Пин ведет его за руку, рыхлую и теплую, как ситник.

— Вот, посмотри, тут были дверцы в галереи. Этот фашистский ублюдок все поломал. А вот одна нетронутая. Видишь?

Кузен присаживается на корточки и щурит в темноте глаза.

— Смотри, смотри! Дверца открывается и закрывается. А за ней — галерея. Она глубокая?

— Очень глубокая, — объясняет Пин. — И вся облеплена засохшей кашицей из травы. Паук сидит на самом дне.

— Давай зажжем спичку, — предлагает Кузен.

И оба они, присев на корточки, наблюдают, как пламя спички освещает вход в галерею.

— Давай бросим туда спичку, — говорит Пин. — Посмотрим, вылезет ли паук.

— Зачем? — возражает Кузен. — Бедные насекомые! Не видишь, что ли, сколько бед на них уже обрушилось.

— Скажи, Кузен, ты думаешь, они опять построят гнезда?

— Если мы не будем их трогать, думаю, что построят, — говорит Кузен.

— А мы вернемся еще как-нибудь взглянуть на них?

— Да, Пин, мы будем приходить сюда каждый месяц.

Как хорошо, что он нашел Кузена, которого интересуют паучьи гнезда!

— Скажи-ка, Пин…

— Чего тебе, Кузен?

— Видишь ли, Пин, я хотел тебе кое-что сказать. Я знаю, что ты меня поймешь… Видишь ли, я уже много месяцев не имел дела ни с одной женщиной… Ты знаешь, как это бывает. Послушай, Пин, мне говорили, что твоя сестра…

На лицо Пина возвращается ухмылка. Он — друг взрослых; в таких вещах он, конечно, разбирается и гордится тем, что, когда требуется, он способен оказывать взрослым такого сорта услуги.

— Разрази меня гром, Кузен. Ты недурно переспишь с моей сестрой. Я покажу тебе дорогу. Знаешь, где Длинный переулок? Чудесно. Дверь над истопником, на втором этаже. Иди спокойно: на улице ты никого не встретишь. Но с нею будь осторожен. Не говори ей, кто ты такой и что это я тебя послал. Скажи ей, что ты работаешь в «Тодте» и что ты тут проездом. Эх, Кузен, а ты еще так ругал женщин! Ступай, ступай, сестра моя брюнетка, и она многим приходилась по вкусу.

На большом печальном лице Кузена появляется жалкая улыбка.

— Спасибо, Пин. Ты верный друг. Я схожу и тут же вернусь.

— Разрази меня гром, Кузен! Ты отправляешься к ней с автоматом?

Кузен проводит пальцем по усам.

— Понимаешь, я не люблю ходить без оружия.

Пину смешно смотреть, как Кузен смущается. Главное, было бы из-за чего!

— Возьми мой пистолет. Держи! А автомат оставь мне. Я его покараулю.

Кузен скидывает автомат и сует в карман пистолет. Потом он снимает вязаную шапочку и тоже кладет ее в карман. Он слюнявит пальцы и пытается причесать себе волосы.

— Наводишь красоту, Кузен. Хочешь сразить ее. Поторапливайся, а то не застанешь ее дома.

— До свиданья, Пин, — говорит Кузен и уходит.

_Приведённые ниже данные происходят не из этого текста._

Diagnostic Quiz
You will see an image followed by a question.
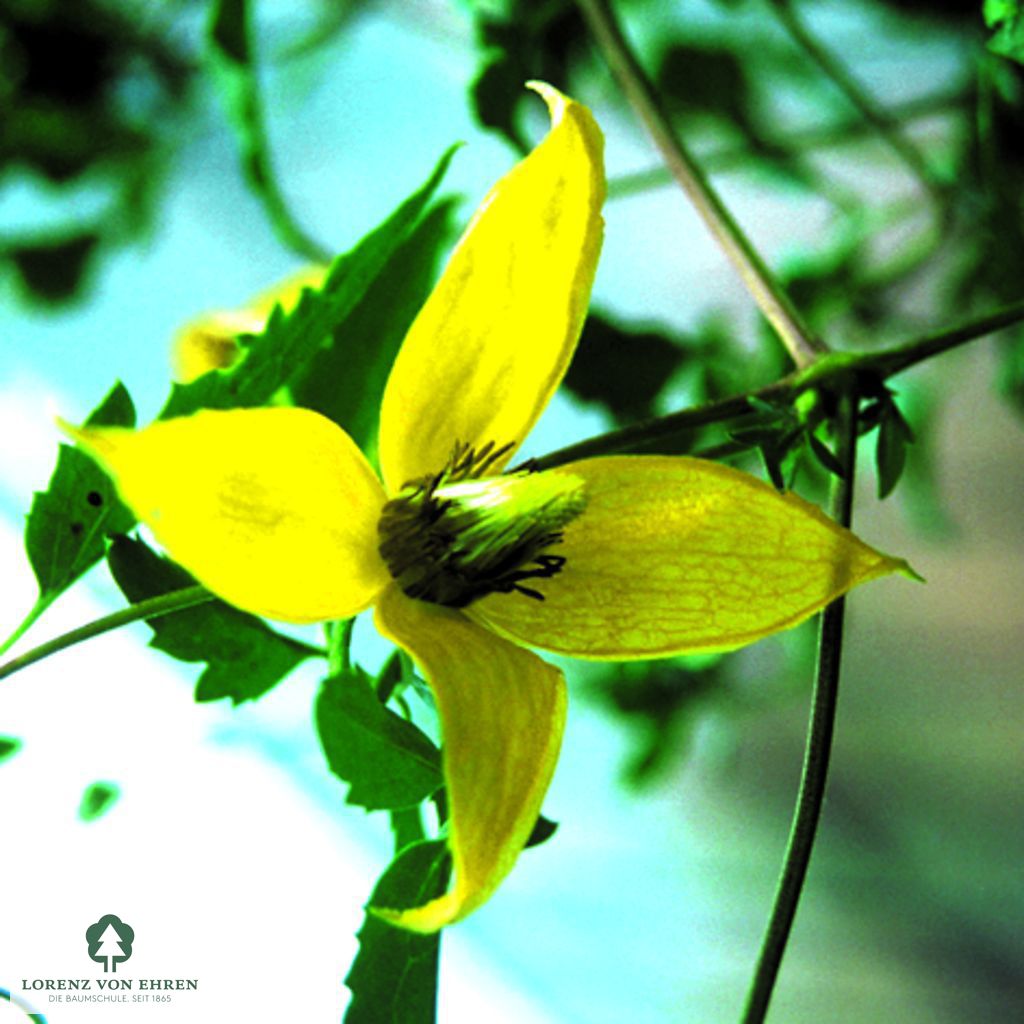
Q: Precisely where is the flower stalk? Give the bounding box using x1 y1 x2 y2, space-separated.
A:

Пин остается один во мраке, подле паучьих нор, с автоматом, на который он опирается. Но Пин больше не отчаивается. Он нашел Кузена, а Кузен — это тот Настоящий Друг, которого он так долго искал, друг, интересующийся паучьими гнездами. Только Кузен такой же, как и другие взрослые. Его тоже почему-то неизъяснимо тянет к женщинам, и сейчас он направляется к его сестре Негре и будет обниматься с ней на смятой постели. А подумать — как было бы замечательно, если бы Кузену не пришла в голову такая идея, если бы они вместе посмотрели еще немного на паучьи гнезда, а потом Кузен опять бы завел свои обычные речи против женщин, которые Пин великолепно понимает и полностью одобряет. Но нет, Кузен такой же, как все взрослые, и с этим теперь ничего не поделаешь. Что-что, а это-то Пину известно.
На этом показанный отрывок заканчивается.